Females have a total length of 5 mm and males 4.4 mm. The carapace is light to medium brown and tinged with red anteriorly, with lateral margins slightly infuscated and the surface clothed with sparse pubescence. The eyes have a posterior row wider than the anterior row, with the posterior row straight to slightly recurved and anterior lateral eyes larger than median eyes. The sternum is the same colour as the carapace.
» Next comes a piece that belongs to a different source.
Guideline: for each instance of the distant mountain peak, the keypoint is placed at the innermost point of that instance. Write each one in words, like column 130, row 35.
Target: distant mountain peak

The mouthparts and chelicerae are dark reddish brown. The abdomen is dull testaceous, slightly infuscated, and has indistinct chevron-like markings posteriorly on the dorsal surface. The legs are a little paler than the carapace, with femora infuscated and tarsi and metatarsi tinged with red.

==Conservation==
Smionia lineatipes is listed as Least Concern by the South African National Biodiversity Institute due to its wide range. The species faces no known threats and is protected in seven protected areas.

==Etymology==
The species name lineatipes means "with lined feet" in Latin.

==Taxonomy==
The species was originally described by William Frederick Purcell in 1908 as Callilepis lineatipes from Botswana. Tucker transferred it to Upognampa in 1923, and Murphy transferred it to Smionia in 2007. It is known from both sexes.